Six years on from the beginning of his simplification drive, Staves has been able to reflect on its impact on his company’s ability to manage the impact of the coronavirus outbreak. He’s an ardent advocate of sharing lessons learned in health and safety, good and bad, and readily admits to benchmarking his company’s OSH performance against those of similar organisations, at times using the good practice of others for inspiration.
Today, the Global VP Health and Safety hopes other multinationals can gain inspiration from L’Oréal’s Simplicity programme and its application to health and safety. It was an initiative that used a combination of communication skills and delegation to empower teams in different territories to deliver a central health and safety strategy.
Staves believes this approach, as part of the wider programme, has played an important role in seeing the business thrive in 2020-21, and with some modesty he hopes other companies can take note.

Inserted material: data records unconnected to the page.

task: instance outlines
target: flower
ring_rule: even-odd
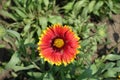
[[[48,27],[39,38],[38,51],[41,58],[55,65],[71,63],[79,53],[79,37],[69,26],[55,24]]]

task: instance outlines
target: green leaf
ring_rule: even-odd
[[[62,24],[62,17],[50,15],[48,21],[52,24],[56,24],[56,23]]]
[[[104,76],[105,78],[116,77],[115,74],[116,74],[116,72],[115,72],[114,70],[109,69],[107,72],[105,72],[105,73],[103,74],[103,76]]]
[[[6,30],[3,26],[0,25],[0,38],[6,35]]]
[[[18,40],[20,40],[20,34],[14,30],[7,30],[8,35],[11,35],[12,37],[16,37]]]
[[[86,3],[87,3],[87,0],[77,1],[73,7],[74,14],[77,15],[81,11],[82,7],[87,5]]]
[[[0,15],[2,15],[2,16],[5,17],[5,18],[11,18],[11,19],[13,19],[14,21],[17,21],[17,19],[15,18],[15,16],[13,16],[11,13],[9,13],[9,12],[7,12],[7,11],[1,10],[1,11],[0,11]]]
[[[72,2],[67,3],[65,6],[63,6],[63,9],[65,9],[65,12],[69,12],[70,10],[72,10],[74,4],[74,0]]]
[[[102,7],[103,4],[104,2],[102,0],[98,1],[94,7],[94,10],[98,11]]]
[[[120,67],[120,60],[117,61],[117,66]]]
[[[92,11],[93,11],[95,3],[96,3],[95,0],[92,0],[92,1],[89,3],[89,5],[88,5],[88,10],[89,10],[89,12],[92,12]]]
[[[117,54],[108,54],[105,58],[106,60],[115,61],[120,59],[120,55]]]
[[[11,9],[14,10],[14,11],[16,11],[16,13],[20,17],[22,17],[22,18],[26,18],[27,17],[27,15],[22,10],[20,10],[19,8],[17,8],[17,7],[11,7]]]
[[[92,76],[92,70],[88,68],[88,69],[85,69],[85,71],[82,74],[80,74],[77,80],[83,80],[83,79],[87,80],[91,76]]]
[[[42,26],[42,29],[47,27],[47,18],[46,17],[39,17],[39,24]]]
[[[42,73],[40,73],[40,72],[27,72],[27,74],[31,77],[36,78],[36,79],[40,79],[42,76]]]
[[[43,0],[43,2],[44,2],[44,4],[45,4],[45,6],[48,7],[48,5],[49,5],[49,0]]]
[[[15,68],[15,66],[17,65],[17,64],[19,64],[21,61],[20,61],[20,59],[19,59],[19,54],[17,53],[17,52],[15,52],[13,55],[12,55],[12,57],[11,57],[11,59],[10,59],[10,61],[6,64],[6,66],[5,66],[5,68],[6,69],[14,69]]]
[[[34,65],[29,65],[29,66],[25,66],[25,67],[23,67],[23,66],[14,66],[13,69],[14,69],[15,72],[17,72],[17,71],[29,70],[29,69],[33,69],[33,68],[35,68]]]

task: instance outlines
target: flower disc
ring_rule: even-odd
[[[78,53],[79,37],[69,28],[59,24],[48,27],[39,38],[41,58],[55,65],[67,65]]]

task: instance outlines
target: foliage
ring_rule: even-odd
[[[113,49],[105,53],[108,55],[95,59],[94,55],[107,37],[106,24],[96,22],[119,14],[119,4],[119,0],[7,0],[0,10],[0,40],[11,46],[12,54],[0,71],[12,69],[15,80],[116,79],[120,75],[120,55]],[[67,66],[50,65],[38,55],[40,34],[55,23],[70,25],[81,38],[80,54]]]

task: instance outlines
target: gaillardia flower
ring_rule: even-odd
[[[41,58],[55,65],[67,65],[79,53],[79,37],[69,28],[55,24],[48,27],[39,38],[38,50]]]

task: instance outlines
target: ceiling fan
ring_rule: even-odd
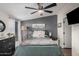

“We didn’t know it at the time, but the company was helping prepare itself for the shock of COVID,” says Staves. “The VUCA approach, the focus on simplicity, giving the frame to which to work in, right tool and right time, allowing test and learn and selectivity, helped it maintain operations in the early months of 2020 and pivot towards producing and donating millions of bottles of hand sanitizer and other vital suppliers to the front lines.
“I am so proud to work for a company that want to do the right thing not only for its employees but also beyond our gates.”
Health and safety managers, like the best nurses and Las Vegas casino dealers, perform well when they can simplify and be selective within a frame. And at an organisational level, greater agility and resilience is the result.